Snowy Peaks High School graduates 2013
Justine Marie Arbuckle
Zuleyma Sherlen Arias
Emily Taylor Briggs
Brooke Nicole Burns
Kiah Leighanne Clark
Samantha De Luna
Curran Kenneth Godfrey
Elise Nicole Headley
Yvonne Marie Horen
Andrew Joseph Kanetsky
Jenny Martinez
Ruben Martinez
Jennifer Lynn Matlock
Catherine McManis
Itzayana Pastrano Flores
Dillon Reed
Marco Antonio Rodriguez
Yubelli Salas
Liliana Salazar
David Charles Tidwell
Sadie Christine Tidwell
Dyanna Valencia
The air at the Frisco Community and Senior Center buzzed Thursday night with the conversation of friends, family and educators who gathered for the Snowy Peaks High School graduation ceremony.
Snowy Peaks is an alternative high school, offering a smaller setting for students who are struggling through the traditional school system. This year is its second year of operation.
Last year, 10 students graduated from the school. This year, 22 students dressed in caps and gowns and prepared to receive their diplomas.
“Did you bring tissues?” one audience member, who had attended the ceremony the previous year, asked another. With more than their fair share of obstacles and personal hardship, the students brought plenty of powerful emotion to a day spent celebrating a significant success.

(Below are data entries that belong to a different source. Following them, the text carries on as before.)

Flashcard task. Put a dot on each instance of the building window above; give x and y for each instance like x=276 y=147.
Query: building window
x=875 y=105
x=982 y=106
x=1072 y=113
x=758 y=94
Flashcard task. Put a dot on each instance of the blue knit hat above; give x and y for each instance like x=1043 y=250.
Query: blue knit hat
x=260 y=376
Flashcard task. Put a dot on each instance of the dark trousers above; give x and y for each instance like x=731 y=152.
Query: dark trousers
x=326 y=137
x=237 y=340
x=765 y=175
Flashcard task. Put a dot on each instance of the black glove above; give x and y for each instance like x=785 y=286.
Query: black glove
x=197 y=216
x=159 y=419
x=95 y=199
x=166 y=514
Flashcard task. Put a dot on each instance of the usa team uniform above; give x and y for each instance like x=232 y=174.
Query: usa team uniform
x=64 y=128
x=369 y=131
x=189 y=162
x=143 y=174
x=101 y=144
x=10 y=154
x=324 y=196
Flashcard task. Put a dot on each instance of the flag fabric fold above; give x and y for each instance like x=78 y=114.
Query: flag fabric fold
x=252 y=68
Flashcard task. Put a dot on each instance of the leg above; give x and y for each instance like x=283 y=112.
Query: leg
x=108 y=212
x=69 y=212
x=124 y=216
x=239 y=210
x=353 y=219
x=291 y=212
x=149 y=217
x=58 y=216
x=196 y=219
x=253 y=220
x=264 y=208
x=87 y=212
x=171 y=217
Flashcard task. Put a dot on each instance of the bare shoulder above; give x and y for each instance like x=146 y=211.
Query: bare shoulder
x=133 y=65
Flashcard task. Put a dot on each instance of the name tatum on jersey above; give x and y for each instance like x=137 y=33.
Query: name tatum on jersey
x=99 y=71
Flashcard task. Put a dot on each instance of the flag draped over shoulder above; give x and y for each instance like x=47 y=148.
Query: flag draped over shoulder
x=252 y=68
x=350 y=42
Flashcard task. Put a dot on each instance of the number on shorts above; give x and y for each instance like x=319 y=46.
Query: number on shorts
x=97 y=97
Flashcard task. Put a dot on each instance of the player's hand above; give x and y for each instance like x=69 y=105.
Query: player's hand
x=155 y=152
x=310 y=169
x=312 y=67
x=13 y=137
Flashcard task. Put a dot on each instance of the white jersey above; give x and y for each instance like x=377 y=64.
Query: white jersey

“It’s very exciting,” Snowy Peaks principal Brett Tomlinson said of the graduation ceremony. “I’m so extremely proud of these guys. For some of them, at the beginning of the school year I really wondered if they were going to be able to overcome some of their psychological challenges. They put a lot of roadblocks in front of themselves. And they did (overcome). They persevered and they kicked those challenges down and here we are tonight, recognizing that.”
As dinner finished and friends and family members began to take their seats in front of the podium, the bustle in the hallway grew louder. The graduates were lining up — boys in long black robes and caps, girls in deep blue. They gathered together, jostling good-naturedly, sharing high fives and all of them grinning.
Eventually they settled down, as much as was possible, formed into two lines and walked into the big room. Cheers and whistles broke out immediately as the graduates came down the aisle and sat in chairs facing the crowd.
Tomlinson introduced the class of 2013, again emphasizing his pride at their success. He offered them some words of wisdom.
“Be visible. Be known,” he said. “Be connected to your community. Continue working in your community wherever that may be, and leave a profound and positive impact in improving your community so that not only your lives will be benefited and enriched but so will the lives of the others around you.”
Tomlinson then invited Summit School District superintendent Heidi Pace to say a few words as well. Pace offered the story of her grandfather, who, after surviving a gunshot wound to his brain, overcame considerable obstacles to live a long, full life. On his 100th birthday, he entered the Guinness Book of World Records as the oldest living person with a bullet in his brain. The Guinness people then presented him with a printed timeline of his life and accomplishments, which Pace held out to show the graduating class. It stretched over several feet long, covered in tiny print on both sides.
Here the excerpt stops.